Pivot Points are marked with red or green circles in the chart above. The main rules are that the bottoms should always be lower in a falling trend, and in a rising trend, the tops should always be higher. Any deviation from these signals means possible changes and weakens any signal whatsoever.
Pivot signals are also one of the main identifiers of formations. In our chart, we use smoothed volume, so there is a slight delay, but good pivot points are followed up by volume changes. In theory, this makes sense: news hit the market, and there is a “Pivotal” change in the stock.

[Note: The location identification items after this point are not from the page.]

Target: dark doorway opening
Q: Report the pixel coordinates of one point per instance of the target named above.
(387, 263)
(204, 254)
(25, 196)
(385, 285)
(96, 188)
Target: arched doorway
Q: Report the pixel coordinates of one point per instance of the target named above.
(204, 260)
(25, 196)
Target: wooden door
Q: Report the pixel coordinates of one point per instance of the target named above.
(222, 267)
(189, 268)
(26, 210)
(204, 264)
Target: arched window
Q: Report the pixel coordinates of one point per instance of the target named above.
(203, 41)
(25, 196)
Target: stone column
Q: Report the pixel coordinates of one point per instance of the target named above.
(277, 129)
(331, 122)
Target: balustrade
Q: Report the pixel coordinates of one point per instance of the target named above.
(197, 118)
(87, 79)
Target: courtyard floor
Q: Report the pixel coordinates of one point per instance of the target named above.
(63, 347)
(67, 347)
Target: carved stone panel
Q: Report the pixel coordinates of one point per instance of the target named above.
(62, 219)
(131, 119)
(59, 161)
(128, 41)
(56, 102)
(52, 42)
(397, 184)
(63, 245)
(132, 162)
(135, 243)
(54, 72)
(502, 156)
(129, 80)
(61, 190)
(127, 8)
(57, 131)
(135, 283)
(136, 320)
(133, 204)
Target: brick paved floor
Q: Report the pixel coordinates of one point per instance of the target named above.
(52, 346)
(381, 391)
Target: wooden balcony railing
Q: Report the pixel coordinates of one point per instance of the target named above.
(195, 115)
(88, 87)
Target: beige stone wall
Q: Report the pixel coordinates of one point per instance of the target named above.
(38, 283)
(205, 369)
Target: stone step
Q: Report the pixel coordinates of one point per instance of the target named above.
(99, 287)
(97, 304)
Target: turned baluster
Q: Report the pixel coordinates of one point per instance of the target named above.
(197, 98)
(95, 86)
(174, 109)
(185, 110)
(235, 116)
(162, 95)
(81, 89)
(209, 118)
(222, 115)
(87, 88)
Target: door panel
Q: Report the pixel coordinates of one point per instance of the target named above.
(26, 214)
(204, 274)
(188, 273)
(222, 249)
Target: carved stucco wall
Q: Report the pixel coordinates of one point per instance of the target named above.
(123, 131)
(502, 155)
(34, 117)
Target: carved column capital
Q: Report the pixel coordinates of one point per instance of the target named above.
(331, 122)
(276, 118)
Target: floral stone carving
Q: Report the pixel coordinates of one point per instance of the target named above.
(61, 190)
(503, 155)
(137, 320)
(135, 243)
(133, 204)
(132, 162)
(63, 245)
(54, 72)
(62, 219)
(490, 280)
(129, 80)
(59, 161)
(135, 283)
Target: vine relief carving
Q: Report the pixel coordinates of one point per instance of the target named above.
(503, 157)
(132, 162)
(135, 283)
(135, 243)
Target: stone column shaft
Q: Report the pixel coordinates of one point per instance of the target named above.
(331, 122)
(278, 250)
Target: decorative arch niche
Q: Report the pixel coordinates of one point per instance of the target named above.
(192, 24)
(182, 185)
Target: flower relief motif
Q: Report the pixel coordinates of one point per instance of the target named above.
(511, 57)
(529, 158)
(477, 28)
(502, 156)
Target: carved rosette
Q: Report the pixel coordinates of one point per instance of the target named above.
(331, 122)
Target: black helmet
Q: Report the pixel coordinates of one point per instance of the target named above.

Or that the stock reaches the level where the traders go from positive to negative, and you get a small sell-off (lots of stocks changing hands or the opposite, that there suddenly is a complete dry up). So how to trade on Pivot Points? First, you would need to set your criteria using your trading strategy. If you have decided to go for high risk, trading on Pivot Points in Apple will not make you rich. So you will look for stocks with high volatility. After identifying such stocks, you will look for those with a certain degree of predictability. Your next step is to evaluate the time of your buy and set your stop loss. We recommend that the stop loss be set no lower than the Pivot Bottom. If the stock falls lower, - the signal is invalid.
- Pivot Points can be used for trading;
- Look for repetitive patterns. This reduces the overall risk;
- A change follows good Pivot Points in volume;
- In falling trends, Pivot Bottoms should continue to be lower. Any change to this is an indicator of a possible shift. The same logic applies to rising trends.